Я кинулась вперед, не думая, хватая его за руку. Лезвие уже вошло в ткань куртки, я почувствовала под пальцами сопротивление плоти, тепло… Я впилась в его запястье, пытаясь вырвать нож, но он был сильнее.
— Видишь? — Хрипел он, и в его глазах, помутневших от боли и ярости, вдруг мелькнуло что-то другое. Не безумие, а дикий, животный стыд. Стыд за эту жалкую пародию на мужской поступок, за то, что он снова во всем проиграл. И в этом взгляде была мольба: «Останови меня. Докажи, что я не пустое место». — Держишь… Значит, не всё равно…

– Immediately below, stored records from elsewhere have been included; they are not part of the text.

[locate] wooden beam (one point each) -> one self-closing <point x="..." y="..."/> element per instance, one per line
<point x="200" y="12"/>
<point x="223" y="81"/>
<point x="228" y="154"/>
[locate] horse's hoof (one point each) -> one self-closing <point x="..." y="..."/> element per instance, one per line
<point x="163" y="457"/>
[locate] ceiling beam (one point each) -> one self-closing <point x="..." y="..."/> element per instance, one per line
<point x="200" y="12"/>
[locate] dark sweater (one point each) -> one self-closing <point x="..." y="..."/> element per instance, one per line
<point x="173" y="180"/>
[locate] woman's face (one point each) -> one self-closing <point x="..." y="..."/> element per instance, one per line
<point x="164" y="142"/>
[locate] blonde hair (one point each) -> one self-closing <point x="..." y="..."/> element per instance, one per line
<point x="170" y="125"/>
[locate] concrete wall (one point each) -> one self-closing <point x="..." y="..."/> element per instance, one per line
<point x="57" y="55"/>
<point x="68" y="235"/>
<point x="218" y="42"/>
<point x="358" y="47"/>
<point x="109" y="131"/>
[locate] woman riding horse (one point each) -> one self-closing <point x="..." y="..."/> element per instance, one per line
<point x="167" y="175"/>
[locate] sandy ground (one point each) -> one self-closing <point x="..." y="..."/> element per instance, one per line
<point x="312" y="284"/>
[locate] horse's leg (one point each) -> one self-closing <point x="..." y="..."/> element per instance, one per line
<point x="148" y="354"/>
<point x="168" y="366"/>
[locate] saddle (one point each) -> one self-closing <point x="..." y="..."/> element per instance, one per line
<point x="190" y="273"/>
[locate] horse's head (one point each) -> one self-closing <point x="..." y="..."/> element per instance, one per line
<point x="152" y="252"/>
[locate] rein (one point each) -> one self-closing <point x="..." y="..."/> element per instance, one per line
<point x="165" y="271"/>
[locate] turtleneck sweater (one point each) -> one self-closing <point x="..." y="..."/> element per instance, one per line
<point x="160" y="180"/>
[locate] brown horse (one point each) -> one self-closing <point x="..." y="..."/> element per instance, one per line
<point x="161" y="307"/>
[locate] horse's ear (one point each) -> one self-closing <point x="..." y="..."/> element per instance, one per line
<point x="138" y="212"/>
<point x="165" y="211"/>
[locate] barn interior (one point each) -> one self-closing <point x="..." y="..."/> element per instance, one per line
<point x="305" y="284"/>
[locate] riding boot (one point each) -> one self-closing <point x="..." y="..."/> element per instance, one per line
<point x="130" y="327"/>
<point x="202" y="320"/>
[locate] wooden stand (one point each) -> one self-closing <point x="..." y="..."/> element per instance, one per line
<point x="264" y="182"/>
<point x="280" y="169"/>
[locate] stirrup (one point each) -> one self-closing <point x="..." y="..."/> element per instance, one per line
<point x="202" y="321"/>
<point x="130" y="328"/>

Парни набросились. Нож с противным лязгом упал на пол. Виталий вырвался и кинулся к оружию, но уже без той первоначальной ярости, больше по инерции, как загнанный зверь, не знающий другого выхода.

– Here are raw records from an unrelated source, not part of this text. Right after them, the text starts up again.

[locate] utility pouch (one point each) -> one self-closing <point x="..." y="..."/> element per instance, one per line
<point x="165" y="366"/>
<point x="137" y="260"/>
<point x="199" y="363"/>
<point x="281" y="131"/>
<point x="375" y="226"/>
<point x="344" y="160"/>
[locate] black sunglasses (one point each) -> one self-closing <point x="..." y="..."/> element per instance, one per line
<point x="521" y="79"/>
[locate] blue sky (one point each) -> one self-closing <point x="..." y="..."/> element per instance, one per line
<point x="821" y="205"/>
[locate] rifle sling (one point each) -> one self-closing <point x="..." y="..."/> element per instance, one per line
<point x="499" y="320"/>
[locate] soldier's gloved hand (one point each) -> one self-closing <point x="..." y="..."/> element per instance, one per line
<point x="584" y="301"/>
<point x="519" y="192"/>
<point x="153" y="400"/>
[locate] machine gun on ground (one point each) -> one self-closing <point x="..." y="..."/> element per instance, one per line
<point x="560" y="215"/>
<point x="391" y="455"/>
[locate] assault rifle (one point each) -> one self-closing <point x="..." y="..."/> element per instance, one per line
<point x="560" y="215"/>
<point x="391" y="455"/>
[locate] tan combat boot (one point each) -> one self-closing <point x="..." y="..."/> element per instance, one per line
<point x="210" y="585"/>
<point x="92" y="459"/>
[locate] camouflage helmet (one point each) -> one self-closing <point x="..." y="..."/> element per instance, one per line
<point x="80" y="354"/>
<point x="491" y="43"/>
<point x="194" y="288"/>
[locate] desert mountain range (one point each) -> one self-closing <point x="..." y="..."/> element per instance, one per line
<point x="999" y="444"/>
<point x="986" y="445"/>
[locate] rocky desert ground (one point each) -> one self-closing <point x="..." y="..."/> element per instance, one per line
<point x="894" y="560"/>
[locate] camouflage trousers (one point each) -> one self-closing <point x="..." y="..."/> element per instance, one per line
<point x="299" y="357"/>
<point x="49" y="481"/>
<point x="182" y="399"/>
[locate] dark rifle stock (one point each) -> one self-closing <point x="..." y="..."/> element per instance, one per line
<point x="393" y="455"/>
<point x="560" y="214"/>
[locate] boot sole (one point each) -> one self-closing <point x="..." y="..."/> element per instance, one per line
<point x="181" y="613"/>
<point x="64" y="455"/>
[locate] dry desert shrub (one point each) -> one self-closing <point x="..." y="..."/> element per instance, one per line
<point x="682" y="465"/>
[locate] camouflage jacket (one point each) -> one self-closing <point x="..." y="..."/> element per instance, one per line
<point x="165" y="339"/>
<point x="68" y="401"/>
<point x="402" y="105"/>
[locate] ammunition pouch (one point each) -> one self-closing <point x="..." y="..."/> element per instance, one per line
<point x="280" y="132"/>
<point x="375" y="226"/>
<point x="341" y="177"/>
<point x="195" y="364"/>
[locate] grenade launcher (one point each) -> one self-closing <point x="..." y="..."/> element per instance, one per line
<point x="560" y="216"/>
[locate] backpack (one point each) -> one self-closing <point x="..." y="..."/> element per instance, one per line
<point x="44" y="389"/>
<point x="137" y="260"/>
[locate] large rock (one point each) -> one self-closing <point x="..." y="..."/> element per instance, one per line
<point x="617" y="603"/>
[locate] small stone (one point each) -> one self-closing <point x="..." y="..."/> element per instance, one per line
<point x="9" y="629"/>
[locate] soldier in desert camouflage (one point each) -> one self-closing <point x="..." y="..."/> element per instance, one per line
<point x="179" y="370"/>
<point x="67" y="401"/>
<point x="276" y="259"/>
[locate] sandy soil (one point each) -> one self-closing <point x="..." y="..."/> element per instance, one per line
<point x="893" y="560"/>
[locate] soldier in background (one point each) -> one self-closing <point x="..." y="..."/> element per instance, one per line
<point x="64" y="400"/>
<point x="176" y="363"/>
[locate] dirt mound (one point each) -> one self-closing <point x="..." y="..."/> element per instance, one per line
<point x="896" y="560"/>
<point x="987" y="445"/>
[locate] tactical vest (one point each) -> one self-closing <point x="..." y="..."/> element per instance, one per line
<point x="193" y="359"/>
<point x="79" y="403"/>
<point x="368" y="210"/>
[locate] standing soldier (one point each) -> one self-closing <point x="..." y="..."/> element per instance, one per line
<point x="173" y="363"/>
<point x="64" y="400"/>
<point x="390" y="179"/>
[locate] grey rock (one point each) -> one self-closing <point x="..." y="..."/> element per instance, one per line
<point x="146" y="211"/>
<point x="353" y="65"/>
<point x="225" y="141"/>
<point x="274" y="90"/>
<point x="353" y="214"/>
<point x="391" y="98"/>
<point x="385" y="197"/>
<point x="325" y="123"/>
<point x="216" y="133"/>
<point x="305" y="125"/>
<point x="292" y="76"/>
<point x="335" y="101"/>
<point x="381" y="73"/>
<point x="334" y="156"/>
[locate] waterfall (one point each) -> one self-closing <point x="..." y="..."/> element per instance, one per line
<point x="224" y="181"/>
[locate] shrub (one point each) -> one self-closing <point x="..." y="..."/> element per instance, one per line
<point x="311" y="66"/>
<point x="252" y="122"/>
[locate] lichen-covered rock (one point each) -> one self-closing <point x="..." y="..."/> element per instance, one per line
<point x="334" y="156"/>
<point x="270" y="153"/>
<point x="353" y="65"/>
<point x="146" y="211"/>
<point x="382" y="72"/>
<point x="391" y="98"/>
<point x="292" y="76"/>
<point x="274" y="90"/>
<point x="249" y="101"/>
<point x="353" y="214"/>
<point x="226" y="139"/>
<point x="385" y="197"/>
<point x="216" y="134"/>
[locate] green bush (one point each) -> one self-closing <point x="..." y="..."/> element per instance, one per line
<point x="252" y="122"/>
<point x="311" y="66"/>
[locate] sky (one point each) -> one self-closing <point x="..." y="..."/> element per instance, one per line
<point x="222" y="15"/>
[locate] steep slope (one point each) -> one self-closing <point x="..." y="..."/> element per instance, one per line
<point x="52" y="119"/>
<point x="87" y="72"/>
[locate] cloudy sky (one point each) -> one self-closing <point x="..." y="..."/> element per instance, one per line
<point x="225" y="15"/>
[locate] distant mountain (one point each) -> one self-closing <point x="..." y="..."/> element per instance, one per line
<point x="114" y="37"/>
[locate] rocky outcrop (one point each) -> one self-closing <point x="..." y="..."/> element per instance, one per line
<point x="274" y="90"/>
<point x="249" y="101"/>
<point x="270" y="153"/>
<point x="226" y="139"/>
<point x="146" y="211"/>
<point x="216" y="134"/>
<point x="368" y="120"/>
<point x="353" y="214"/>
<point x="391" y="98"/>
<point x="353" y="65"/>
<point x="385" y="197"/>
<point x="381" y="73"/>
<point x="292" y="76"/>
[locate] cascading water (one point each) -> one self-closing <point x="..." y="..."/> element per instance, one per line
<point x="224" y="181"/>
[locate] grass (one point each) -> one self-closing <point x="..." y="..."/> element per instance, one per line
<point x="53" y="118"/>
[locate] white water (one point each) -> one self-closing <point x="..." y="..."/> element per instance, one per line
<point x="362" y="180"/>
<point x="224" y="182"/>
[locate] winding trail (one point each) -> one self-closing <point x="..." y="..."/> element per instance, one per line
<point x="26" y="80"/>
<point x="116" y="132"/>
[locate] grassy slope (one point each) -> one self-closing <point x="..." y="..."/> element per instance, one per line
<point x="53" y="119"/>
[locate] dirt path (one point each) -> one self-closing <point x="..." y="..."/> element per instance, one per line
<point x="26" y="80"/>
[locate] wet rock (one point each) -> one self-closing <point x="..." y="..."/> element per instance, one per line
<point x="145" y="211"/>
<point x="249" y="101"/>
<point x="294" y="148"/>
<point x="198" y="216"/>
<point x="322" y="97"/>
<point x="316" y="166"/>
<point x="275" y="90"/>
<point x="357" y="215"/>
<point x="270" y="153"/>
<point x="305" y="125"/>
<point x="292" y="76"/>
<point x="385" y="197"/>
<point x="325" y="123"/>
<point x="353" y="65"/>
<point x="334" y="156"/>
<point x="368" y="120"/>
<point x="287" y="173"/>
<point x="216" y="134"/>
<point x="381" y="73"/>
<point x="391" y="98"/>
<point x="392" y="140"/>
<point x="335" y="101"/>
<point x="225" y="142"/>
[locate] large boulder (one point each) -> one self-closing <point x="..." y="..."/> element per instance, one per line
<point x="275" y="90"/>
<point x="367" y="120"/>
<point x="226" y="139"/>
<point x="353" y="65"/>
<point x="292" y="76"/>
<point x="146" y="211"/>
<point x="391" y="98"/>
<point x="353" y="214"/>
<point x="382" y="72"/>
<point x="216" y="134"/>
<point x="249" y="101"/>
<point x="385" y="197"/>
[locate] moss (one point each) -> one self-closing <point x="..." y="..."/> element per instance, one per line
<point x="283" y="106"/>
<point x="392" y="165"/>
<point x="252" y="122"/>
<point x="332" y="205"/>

— Нет! — кто-то закричал. Возможно, это была я.
Ваня отшвырнул меня назад, подбежал, и с размаху ударил его лицом о свое колено. Я услышала этот хруст. Он схватил его сзади, железной хваткой за шею.
— Любишь! — Виталий сопел, сопротивляясь, и его глаза, полные слез, были прикованы ко мне. Но теперь я видела в них не вызов, а отчаянную, детскую надежду на прощение, которую он сам же и растоптал. — Иначе бы не держала!
Кирилл стянул ему руки ремнем. Я, на ватных ногах, отползла к столу.
— Дайте мне поговорить с женой! — рычал Виталий.
Парни столпились вокруг него, живой щит между мной и безумием. Кирилл присел перед ним, грубо взял его за волосы.
— Думаешь, это по-мужски — вваливаться на работу и угрожать ножом? — каждое его слово падало с весом свинцовой гири, хотя он почти не повышал тона.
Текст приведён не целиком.